Bei der insolventen Fluggesellschaft Air Berlin fallen auch heute wieder zahlreiche Flüge aus, weil sich viele Piloten krankgemeldet haben. Die Pilotengewerkschaft Cockpit wirft der Airline allerdings vor, dass Maschinen auch deshalb am Boden bleiben, weil sie anwesende Piloten nicht fliegen lasse. Air Berlin bestreitet das.

Die Pilotenvereinigung Cockpit wirft Air Berlin vor, nach den massenhaften Krankmeldungen gestern viele Piloten heute nicht fliegen zu lassen, obwohl sie dazu bereit wären.

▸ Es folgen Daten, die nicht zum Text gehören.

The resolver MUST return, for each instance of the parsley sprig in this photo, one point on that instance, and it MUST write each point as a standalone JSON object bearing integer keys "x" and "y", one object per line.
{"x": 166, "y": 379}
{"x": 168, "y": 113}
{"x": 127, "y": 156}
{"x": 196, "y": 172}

Cockpit-Vorstandsmitglied Markus Wahl sagte dem SWR: „Wir hören jetzt verstärkt von Piloten, die gerne fliegen würden bei Air Berlin, wo die Firma aber sagt 'nein vielen Dank, das brauchen wir nicht'. Also eigentlich sollte normale Operation vorherrschen, tut es aber aus irgendeinem Grunde nicht.“

Gestern hatten sich rund 200 Piloten krank gemeldet, heute sind es etwa 150. Wahl forderte Air Berlin auf, im Zuge des Insolvenzverfahrens auch auf die Interessen der Mitarbeiter einzugehen. 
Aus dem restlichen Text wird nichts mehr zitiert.